A The University of Newcastle, University Drive, Callaghan, NSW 2308, Australia.

B Judith Lumley Centre, La Trobe University, Level 3, George Singer Building, Bundoora, Vic. 3086, Australia.

C Murdoch Children’s Research Institute, Flemington Road, Parkville, Vic. 3052, Australia.

D School of Public Health and Preventive Medicine, Monash University, 99 Commercial Road, Melbourne, Vic. 3004, Australia.

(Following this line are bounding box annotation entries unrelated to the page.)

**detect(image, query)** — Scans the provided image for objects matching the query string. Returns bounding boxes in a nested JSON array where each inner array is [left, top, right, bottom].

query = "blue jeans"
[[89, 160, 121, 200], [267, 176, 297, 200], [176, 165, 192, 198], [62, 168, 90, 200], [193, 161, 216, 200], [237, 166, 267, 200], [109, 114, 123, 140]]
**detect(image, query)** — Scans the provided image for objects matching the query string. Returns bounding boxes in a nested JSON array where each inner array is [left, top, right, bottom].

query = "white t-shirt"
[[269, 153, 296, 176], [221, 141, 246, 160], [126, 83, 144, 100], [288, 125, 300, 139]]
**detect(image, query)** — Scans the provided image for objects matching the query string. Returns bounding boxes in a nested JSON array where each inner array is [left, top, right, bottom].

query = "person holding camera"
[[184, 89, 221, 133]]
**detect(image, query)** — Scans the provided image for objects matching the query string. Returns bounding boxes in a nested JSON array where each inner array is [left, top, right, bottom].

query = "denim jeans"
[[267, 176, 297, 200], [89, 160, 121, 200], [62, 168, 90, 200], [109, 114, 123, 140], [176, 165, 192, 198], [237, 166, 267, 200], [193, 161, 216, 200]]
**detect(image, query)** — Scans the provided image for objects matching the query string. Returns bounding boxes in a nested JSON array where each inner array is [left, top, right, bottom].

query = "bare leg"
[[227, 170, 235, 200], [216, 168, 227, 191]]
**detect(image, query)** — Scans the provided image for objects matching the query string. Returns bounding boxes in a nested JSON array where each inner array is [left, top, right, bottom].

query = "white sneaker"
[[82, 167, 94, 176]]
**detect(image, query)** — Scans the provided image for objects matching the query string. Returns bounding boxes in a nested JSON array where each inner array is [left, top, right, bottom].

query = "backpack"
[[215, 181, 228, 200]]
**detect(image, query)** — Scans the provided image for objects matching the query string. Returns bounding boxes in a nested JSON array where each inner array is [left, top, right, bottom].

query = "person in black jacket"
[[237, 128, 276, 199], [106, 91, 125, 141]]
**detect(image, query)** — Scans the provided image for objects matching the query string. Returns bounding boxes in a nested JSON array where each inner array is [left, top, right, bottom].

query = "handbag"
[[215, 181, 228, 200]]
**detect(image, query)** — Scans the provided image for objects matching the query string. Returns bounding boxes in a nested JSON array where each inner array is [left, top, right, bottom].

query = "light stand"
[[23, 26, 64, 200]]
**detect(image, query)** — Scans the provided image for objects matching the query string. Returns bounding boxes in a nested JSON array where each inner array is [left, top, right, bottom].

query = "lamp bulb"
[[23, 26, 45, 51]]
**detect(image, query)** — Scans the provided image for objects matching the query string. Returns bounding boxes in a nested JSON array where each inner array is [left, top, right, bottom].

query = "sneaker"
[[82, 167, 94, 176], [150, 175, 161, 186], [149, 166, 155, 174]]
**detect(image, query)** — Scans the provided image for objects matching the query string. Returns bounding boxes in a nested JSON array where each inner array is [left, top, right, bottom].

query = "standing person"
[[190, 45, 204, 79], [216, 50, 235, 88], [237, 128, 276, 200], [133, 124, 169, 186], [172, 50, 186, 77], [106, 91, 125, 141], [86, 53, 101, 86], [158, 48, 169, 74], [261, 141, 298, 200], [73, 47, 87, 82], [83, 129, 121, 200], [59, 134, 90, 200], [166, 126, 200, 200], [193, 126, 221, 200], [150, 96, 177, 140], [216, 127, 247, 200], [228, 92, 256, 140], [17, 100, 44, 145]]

Australian Journal of Primary Health 25(5) 395-401 https://thienmaonline.vn/10.1071/PY18186 Submitted: 29 November 2018 Accepted: 1 August 2019 Published: 7 October 2019

Abstract

Smoking during pregnancy is a national priority to improve Aboriginal health. Empowerment approaches underpin the priorities set by the government to improve Aboriginal health and wellbeing; however, empowerment is seldom evaluated within interventions for Aboriginal people. Literature was searched to April 2018 and data was extracted using an assessment tool with domains of individual and community empowerment in smoking cessation during pregnancy studies with Aboriginal women. Three interventions were found in published and grey literature. Elements of individual empowerment were embedded in all interventions. Interventions considered barriers for Aboriginal women to quit smoking and areas for capacity building. Interventions used health education resources. There was limited reporting of community empowerment domains. Aboriginal ethics and capacity building was the only criterium addressed by all studies. Interventions are incorporating individual empowerment, but seldom report community empowerment. The development of reporting guidelines or extensions of current guidelines would be beneficial to set a consistently high standard reporting across Aboriginal health interventions, similar to the work conducted to develop the extension of Preferred Reporting Items for Systematic Reviews and Meta-Analyses-Equity (PRISMA-E) for health equity in systematic review reporting. Reporting empowerment domains would reflect the government priority of empowerment to improve Aboriginal health, as well as enhancing knowledge translation into practice.